Dr Naeem’s paper was entitled “Chemical Plume Tracing and Odour Source Localisation by Autonomous Vehicles.” Autonomous vehicles with an ability to trace chemical plumes can be instrumental in tasks such as detection of unexploded ordnance, search for undersea wreckage and environmental monitoring. This paper reviewed two main approaches and a number of strategies that have been successfully implemented to track air or water borne plumes in order to locate odour sources using autonomous vehicles. The first strategy considered was the biomimetic approach that offers excellent models for the development of robotic systems. The second scheme considers parallelization of the search procedure by employing a multi-robot approach. This approach has the advantage of utilising a group of smaller and simpler communicating robots which are capable of performing a collaborative search of the plume.
Gareth Conway, a Queen's student from Keady, County Armagh, will receive a global award in San Diego on Wednesday.
His research on wireless, wearable antennas allows doctors to monitor illnesses and injuries remotely.
Gareth's research could make medical visits for tests and check-ups a thing of the past.
Information on patients' heart rate, respiration, posture and gait can then be accessed by doctors via the internet or mobile phone.

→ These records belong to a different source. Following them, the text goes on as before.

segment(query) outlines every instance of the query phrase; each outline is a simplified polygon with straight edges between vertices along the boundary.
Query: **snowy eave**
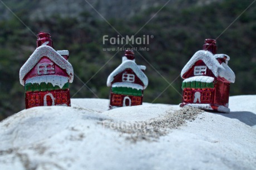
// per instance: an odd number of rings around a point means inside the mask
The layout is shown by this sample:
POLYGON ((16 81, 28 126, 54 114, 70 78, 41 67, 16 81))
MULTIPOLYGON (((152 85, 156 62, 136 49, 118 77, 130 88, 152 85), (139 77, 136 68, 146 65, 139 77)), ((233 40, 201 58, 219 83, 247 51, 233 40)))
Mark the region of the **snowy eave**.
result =
POLYGON ((227 59, 226 59, 227 61, 229 61, 229 59, 230 59, 230 57, 229 57, 229 56, 224 54, 215 54, 214 57, 215 58, 223 58, 224 57, 227 57, 227 59))
POLYGON ((202 60, 216 77, 223 77, 231 83, 235 82, 235 74, 229 67, 225 63, 222 63, 221 64, 220 64, 212 53, 204 50, 200 50, 196 52, 188 63, 186 63, 181 71, 181 76, 183 78, 184 78, 184 74, 199 60, 202 60))
POLYGON ((70 54, 68 50, 58 50, 57 52, 61 56, 68 56, 70 54))
POLYGON ((141 69, 142 71, 145 71, 147 68, 147 67, 146 66, 142 66, 142 65, 139 65, 138 67, 140 68, 140 69, 141 69))
POLYGON ((46 56, 64 69, 68 75, 70 83, 73 82, 73 70, 72 65, 51 47, 41 46, 36 49, 19 70, 19 82, 24 86, 24 77, 36 65, 42 57, 46 56))
POLYGON ((117 82, 112 84, 112 87, 129 87, 135 88, 137 90, 143 89, 143 87, 141 85, 138 84, 135 84, 128 82, 117 82))
POLYGON ((200 82, 204 83, 212 83, 214 81, 214 78, 209 76, 194 76, 186 78, 183 82, 200 82))
POLYGON ((131 68, 137 75, 139 78, 142 82, 144 85, 144 89, 147 86, 149 80, 147 77, 141 71, 141 68, 135 63, 135 62, 131 60, 126 60, 122 62, 122 63, 116 68, 107 78, 107 86, 108 87, 111 86, 112 82, 114 80, 114 77, 120 73, 122 72, 127 68, 131 68))
POLYGON ((47 76, 41 76, 35 77, 33 78, 29 78, 26 81, 25 83, 46 83, 47 84, 50 83, 53 86, 58 86, 61 88, 68 82, 67 77, 56 76, 56 75, 47 75, 47 76))

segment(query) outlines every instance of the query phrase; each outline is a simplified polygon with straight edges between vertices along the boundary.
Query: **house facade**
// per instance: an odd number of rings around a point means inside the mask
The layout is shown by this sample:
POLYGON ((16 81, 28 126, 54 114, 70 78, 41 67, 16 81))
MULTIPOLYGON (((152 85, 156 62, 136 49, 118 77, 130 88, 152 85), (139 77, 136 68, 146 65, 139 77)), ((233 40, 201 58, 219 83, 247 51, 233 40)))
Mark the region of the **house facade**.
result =
POLYGON ((132 51, 126 51, 122 63, 107 78, 107 86, 111 87, 110 109, 142 104, 144 90, 148 84, 145 69, 145 66, 135 63, 132 51))
POLYGON ((25 88, 26 108, 71 106, 69 83, 73 71, 67 50, 55 51, 48 33, 40 32, 37 48, 22 67, 19 81, 25 88))
POLYGON ((216 41, 206 39, 203 50, 195 53, 181 71, 183 102, 192 107, 220 112, 228 108, 230 83, 235 76, 228 66, 228 56, 215 54, 216 41))

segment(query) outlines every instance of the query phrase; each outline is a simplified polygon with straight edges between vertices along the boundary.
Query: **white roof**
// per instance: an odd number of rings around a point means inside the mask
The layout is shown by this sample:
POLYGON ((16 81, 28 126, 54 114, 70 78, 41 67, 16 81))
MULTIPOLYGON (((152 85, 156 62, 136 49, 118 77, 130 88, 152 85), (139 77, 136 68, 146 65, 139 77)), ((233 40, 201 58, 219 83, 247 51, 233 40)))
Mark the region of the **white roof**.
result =
POLYGON ((58 50, 57 52, 61 56, 68 56, 70 54, 68 50, 58 50))
POLYGON ((214 81, 214 78, 209 76, 194 76, 192 77, 190 77, 188 78, 186 78, 183 82, 204 82, 204 83, 211 83, 213 82, 214 81))
MULTIPOLYGON (((226 55, 226 56, 227 56, 226 55)), ((227 59, 229 59, 229 57, 227 59)), ((216 77, 223 77, 232 83, 235 82, 235 73, 234 73, 229 67, 225 63, 222 63, 221 64, 220 64, 212 53, 204 50, 199 51, 194 54, 182 69, 181 73, 181 77, 193 66, 196 62, 200 59, 205 63, 216 77)))
POLYGON ((137 90, 143 89, 143 87, 141 85, 138 84, 135 84, 132 83, 128 82, 117 82, 112 84, 112 87, 130 87, 132 88, 135 88, 137 90))
POLYGON ((26 81, 26 84, 29 83, 40 84, 43 82, 47 84, 50 83, 53 86, 58 86, 62 88, 68 82, 68 79, 66 77, 56 75, 45 75, 29 78, 26 81))
POLYGON ((229 56, 226 55, 226 54, 217 54, 214 55, 214 57, 215 58, 224 58, 224 57, 227 57, 227 59, 226 59, 227 61, 229 61, 229 59, 230 59, 230 57, 229 57, 229 56))
POLYGON ((139 78, 142 82, 144 84, 144 89, 147 86, 149 80, 147 77, 144 73, 140 69, 140 67, 136 64, 136 63, 131 60, 124 61, 119 66, 116 68, 107 78, 107 86, 108 87, 111 86, 112 82, 114 80, 114 77, 122 72, 127 68, 131 68, 139 77, 139 78))
POLYGON ((69 76, 69 82, 73 82, 74 74, 72 65, 51 47, 41 46, 36 49, 19 70, 19 82, 21 84, 24 86, 24 77, 43 56, 47 57, 55 64, 64 69, 69 76))

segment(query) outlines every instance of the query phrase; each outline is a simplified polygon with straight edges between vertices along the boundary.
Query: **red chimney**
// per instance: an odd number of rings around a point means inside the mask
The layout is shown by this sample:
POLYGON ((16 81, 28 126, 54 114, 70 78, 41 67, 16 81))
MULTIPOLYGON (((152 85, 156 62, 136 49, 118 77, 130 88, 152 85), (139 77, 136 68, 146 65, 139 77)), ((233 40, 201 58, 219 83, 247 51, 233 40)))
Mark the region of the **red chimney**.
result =
POLYGON ((36 43, 37 47, 40 47, 45 43, 45 45, 53 48, 53 43, 52 40, 51 39, 51 34, 48 33, 40 32, 37 34, 37 40, 36 43))
POLYGON ((214 39, 206 39, 204 44, 203 46, 203 49, 211 52, 215 54, 217 52, 217 46, 216 46, 216 40, 214 39))
POLYGON ((125 56, 126 57, 127 59, 134 60, 135 59, 134 52, 131 50, 125 51, 125 56))

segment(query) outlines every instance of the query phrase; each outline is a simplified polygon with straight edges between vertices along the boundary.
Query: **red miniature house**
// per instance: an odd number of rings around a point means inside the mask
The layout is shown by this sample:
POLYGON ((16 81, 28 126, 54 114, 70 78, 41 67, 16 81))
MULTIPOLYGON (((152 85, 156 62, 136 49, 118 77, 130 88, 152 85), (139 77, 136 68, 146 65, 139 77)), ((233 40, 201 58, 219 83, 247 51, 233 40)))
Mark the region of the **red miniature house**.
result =
POLYGON ((145 69, 145 66, 135 63, 132 51, 125 52, 122 63, 107 78, 107 86, 111 87, 110 109, 142 104, 144 90, 148 83, 145 69))
POLYGON ((230 83, 235 76, 228 66, 230 58, 216 54, 216 41, 205 39, 204 50, 194 54, 181 71, 183 103, 185 105, 220 112, 229 112, 230 83))
POLYGON ((50 34, 37 35, 37 48, 19 71, 25 87, 26 108, 41 106, 71 106, 69 83, 73 71, 67 50, 55 51, 50 34))

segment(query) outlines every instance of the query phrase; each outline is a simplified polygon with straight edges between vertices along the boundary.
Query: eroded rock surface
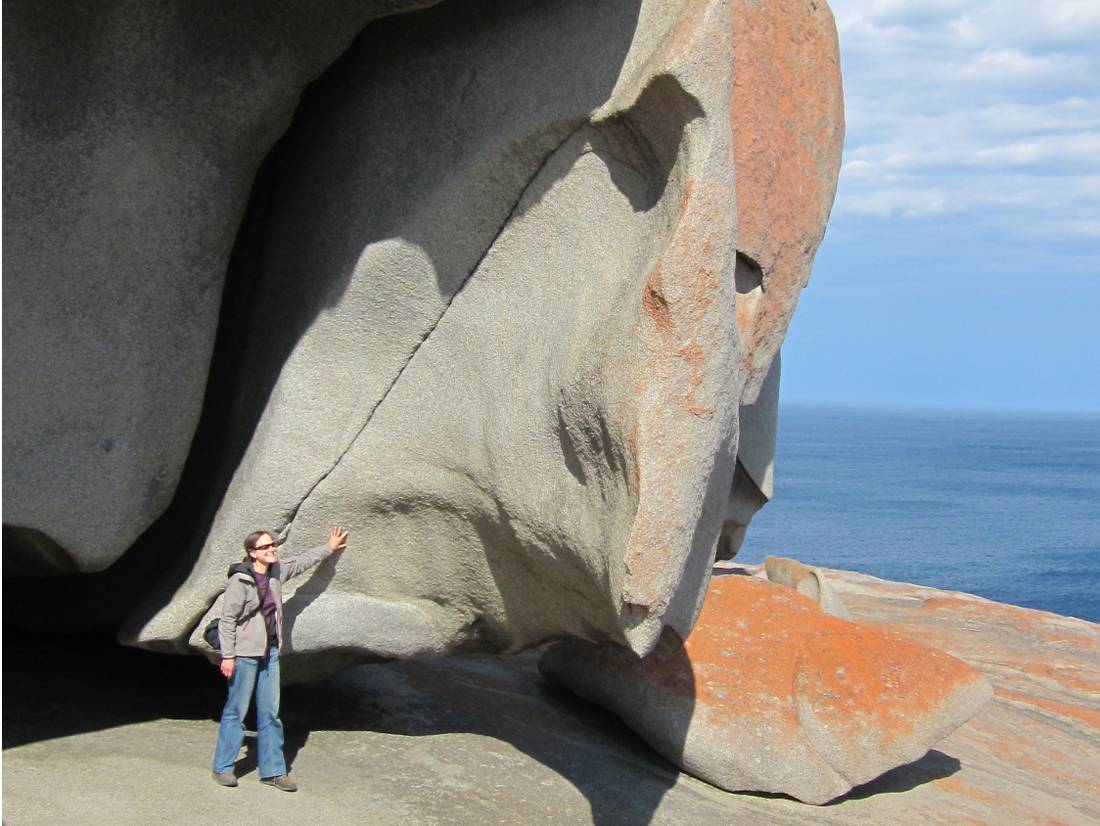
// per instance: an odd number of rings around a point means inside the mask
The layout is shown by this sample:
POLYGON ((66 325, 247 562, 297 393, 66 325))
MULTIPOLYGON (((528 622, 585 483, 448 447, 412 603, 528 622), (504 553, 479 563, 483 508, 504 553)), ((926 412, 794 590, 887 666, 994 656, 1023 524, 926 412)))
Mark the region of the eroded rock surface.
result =
POLYGON ((765 559, 765 571, 770 582, 794 588, 817 603, 826 614, 851 619, 844 602, 820 568, 811 568, 785 557, 768 557, 765 559))
MULTIPOLYGON (((532 651, 362 665, 287 690, 283 717, 304 791, 279 800, 280 816, 604 826, 1100 824, 1100 626, 826 574, 860 621, 928 640, 994 687, 993 700, 926 756, 832 805, 730 794, 676 772, 598 706, 548 687, 532 651)), ((212 793, 204 767, 217 727, 211 715, 224 696, 213 669, 204 692, 182 679, 194 663, 178 658, 154 665, 146 659, 165 658, 133 650, 43 657, 37 643, 6 642, 4 651, 6 821, 249 822, 270 805, 273 792, 250 760, 240 789, 212 793), (135 673, 150 682, 136 686, 135 673), (79 704, 72 700, 76 682, 79 704), (172 795, 151 796, 132 782, 151 771, 172 795)))
POLYGON ((167 507, 261 162, 369 20, 422 4, 4 5, 6 576, 103 570, 167 507))
POLYGON ((539 668, 684 771, 807 803, 916 760, 992 694, 961 660, 734 574, 711 581, 682 647, 638 659, 569 641, 539 668))
POLYGON ((351 548, 288 605, 289 659, 688 634, 747 520, 735 469, 770 495, 773 365, 843 137, 827 8, 750 5, 442 3, 366 30, 272 159, 254 433, 129 641, 196 645, 249 530, 337 522, 351 548), (745 178, 778 167, 776 192, 745 178))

One possible use could be the monitoring of firefighters' heartbeat, respiration and movement as they tackle a blaze.
The antennas can be fitted almost anywhere on the patient without causing inconvenience and are sufficiently low-profile to be worn in clothing or a wound dressing.
They are up to 50 times more efficient than previously available designs of the same dimensions.

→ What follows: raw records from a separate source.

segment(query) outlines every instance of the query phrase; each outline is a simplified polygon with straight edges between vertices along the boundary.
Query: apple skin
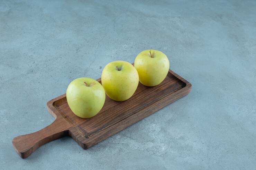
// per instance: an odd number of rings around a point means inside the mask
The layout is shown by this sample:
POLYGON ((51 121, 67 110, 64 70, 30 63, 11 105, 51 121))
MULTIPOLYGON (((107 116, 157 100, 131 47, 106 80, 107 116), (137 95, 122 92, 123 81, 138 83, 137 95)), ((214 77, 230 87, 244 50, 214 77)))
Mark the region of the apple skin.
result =
POLYGON ((136 90, 139 75, 130 63, 116 61, 109 63, 103 69, 101 83, 110 98, 116 101, 124 101, 130 98, 136 90))
POLYGON ((72 111, 82 118, 96 115, 103 107, 106 99, 105 91, 101 84, 87 77, 73 80, 67 87, 66 95, 67 103, 72 111))
POLYGON ((155 50, 141 52, 134 61, 139 82, 147 86, 155 86, 161 83, 167 75, 169 67, 170 62, 166 55, 155 50))

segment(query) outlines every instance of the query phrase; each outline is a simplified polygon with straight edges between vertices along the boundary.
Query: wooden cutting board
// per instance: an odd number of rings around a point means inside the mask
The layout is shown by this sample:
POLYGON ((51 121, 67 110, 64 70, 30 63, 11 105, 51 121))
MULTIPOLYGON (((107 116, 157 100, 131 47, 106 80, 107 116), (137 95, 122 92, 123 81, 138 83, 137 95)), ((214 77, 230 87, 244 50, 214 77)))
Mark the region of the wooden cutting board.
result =
MULTIPOLYGON (((101 78, 97 80, 101 83, 101 78)), ((184 96, 191 88, 191 84, 170 70, 164 81, 156 86, 139 83, 135 93, 127 100, 117 102, 106 95, 100 112, 89 119, 80 118, 72 112, 65 94, 47 103, 48 111, 56 119, 52 123, 37 132, 15 138, 12 144, 22 158, 40 146, 64 136, 71 136, 86 149, 184 96)))

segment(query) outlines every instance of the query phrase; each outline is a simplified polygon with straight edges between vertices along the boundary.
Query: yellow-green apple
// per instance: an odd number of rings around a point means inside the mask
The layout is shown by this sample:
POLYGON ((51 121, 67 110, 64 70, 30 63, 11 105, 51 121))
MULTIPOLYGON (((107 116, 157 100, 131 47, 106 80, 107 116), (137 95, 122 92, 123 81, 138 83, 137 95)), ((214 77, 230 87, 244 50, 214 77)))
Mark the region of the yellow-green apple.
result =
POLYGON ((105 102, 103 87, 95 80, 81 77, 73 80, 67 89, 69 107, 77 116, 89 118, 100 111, 105 102))
POLYGON ((136 57, 134 67, 139 82, 147 86, 155 86, 163 81, 169 71, 170 63, 166 55, 159 51, 143 51, 136 57))
POLYGON ((110 98, 124 101, 135 92, 139 84, 139 75, 130 63, 116 61, 109 63, 103 69, 101 83, 110 98))

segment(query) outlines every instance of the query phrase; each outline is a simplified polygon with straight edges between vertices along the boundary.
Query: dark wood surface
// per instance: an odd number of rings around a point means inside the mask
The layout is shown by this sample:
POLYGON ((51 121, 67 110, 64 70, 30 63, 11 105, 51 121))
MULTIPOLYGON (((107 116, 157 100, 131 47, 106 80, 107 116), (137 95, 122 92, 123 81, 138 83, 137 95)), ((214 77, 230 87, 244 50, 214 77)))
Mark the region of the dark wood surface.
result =
MULTIPOLYGON (((97 80, 101 83, 100 78, 97 80)), ((106 95, 100 112, 89 119, 80 118, 72 112, 65 94, 47 103, 48 111, 56 119, 52 124, 15 138, 12 144, 22 158, 45 143, 66 136, 86 149, 186 95, 191 88, 191 84, 170 70, 164 81, 156 86, 147 87, 139 83, 127 100, 116 101, 106 95)))

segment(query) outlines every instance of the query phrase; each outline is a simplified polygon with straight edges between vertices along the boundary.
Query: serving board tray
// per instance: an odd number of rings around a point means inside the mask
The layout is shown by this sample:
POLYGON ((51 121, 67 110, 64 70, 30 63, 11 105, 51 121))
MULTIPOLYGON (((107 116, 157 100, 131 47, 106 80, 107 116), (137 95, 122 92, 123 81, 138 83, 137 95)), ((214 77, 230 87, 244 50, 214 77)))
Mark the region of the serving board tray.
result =
MULTIPOLYGON (((97 80, 101 83, 101 79, 97 80)), ((89 119, 74 114, 64 94, 47 103, 47 109, 55 118, 51 124, 37 132, 19 136, 12 140, 17 153, 22 158, 40 146, 64 136, 70 136, 84 149, 134 124, 188 94, 191 84, 169 70, 160 84, 148 87, 139 83, 132 97, 122 102, 106 95, 103 107, 89 119)))

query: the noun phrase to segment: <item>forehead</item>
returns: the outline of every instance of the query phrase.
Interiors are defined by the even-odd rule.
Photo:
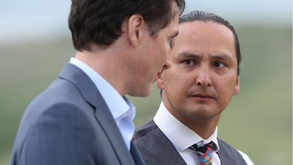
[[[234,36],[223,25],[199,21],[185,23],[179,25],[179,32],[174,41],[173,53],[225,54],[236,59]]]

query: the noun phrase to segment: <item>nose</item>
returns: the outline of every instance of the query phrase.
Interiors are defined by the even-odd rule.
[[[171,50],[169,49],[167,54],[167,60],[163,67],[163,70],[167,69],[171,67]]]
[[[198,73],[198,76],[196,79],[196,85],[203,87],[211,87],[213,84],[211,80],[210,74],[208,69],[202,68]]]

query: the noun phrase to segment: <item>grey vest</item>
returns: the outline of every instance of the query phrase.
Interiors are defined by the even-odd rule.
[[[146,165],[186,165],[173,144],[153,120],[137,128],[135,144]],[[223,165],[246,164],[237,150],[218,138],[220,150],[217,153]]]

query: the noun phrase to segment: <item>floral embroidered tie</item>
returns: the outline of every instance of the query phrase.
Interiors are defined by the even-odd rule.
[[[193,145],[189,148],[196,150],[199,155],[199,159],[201,161],[201,165],[211,165],[213,163],[212,154],[213,148],[215,146],[215,143],[211,142],[209,143],[205,144],[202,146],[198,147],[197,145]]]

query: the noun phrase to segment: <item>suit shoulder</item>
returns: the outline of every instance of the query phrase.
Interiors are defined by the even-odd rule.
[[[228,144],[227,142],[222,139],[219,138],[217,138],[217,140],[218,140],[218,142],[219,143],[219,145],[222,145],[225,146],[225,148],[228,148],[230,149],[232,149],[235,151],[237,150],[237,149],[234,148],[234,147]],[[220,147],[220,148],[221,148],[221,147]]]
[[[136,139],[143,136],[150,131],[156,129],[159,129],[159,128],[155,123],[153,119],[152,119],[145,124],[135,129],[134,136]]]

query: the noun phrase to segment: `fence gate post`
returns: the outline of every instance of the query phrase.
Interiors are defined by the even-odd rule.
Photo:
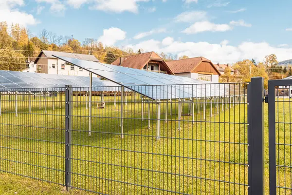
[[[264,194],[264,78],[248,85],[248,194]]]
[[[65,87],[65,183],[67,191],[71,185],[71,116],[72,88],[71,85]]]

Gareth will receive the SEMCAD X Student Research Award at the 2008 Institute of Electrical and Electronics Engineers in San Diego.
The awards recognise outstanding research in the field of numerical simulation of electromagnetic fields.
Gareth is a final year PhD student at Queen's Institute of Electronics, Communications and Information Technology.
He said: "I am delighted to be chosen for such a prestigious award, as I had competition from universities from all over the world."
In addition to a $5,000 prize, Gareth wins the latest version of electronic modelling software, and a hardware accelerator for the University, worth approximately £15,000.
Dr William Scanlon, from Queen's University said that the UK was leading the world in this field of research.
"We could change the way that a range of illnesses, injuries and conditions are monitored, perhaps within five years," he said.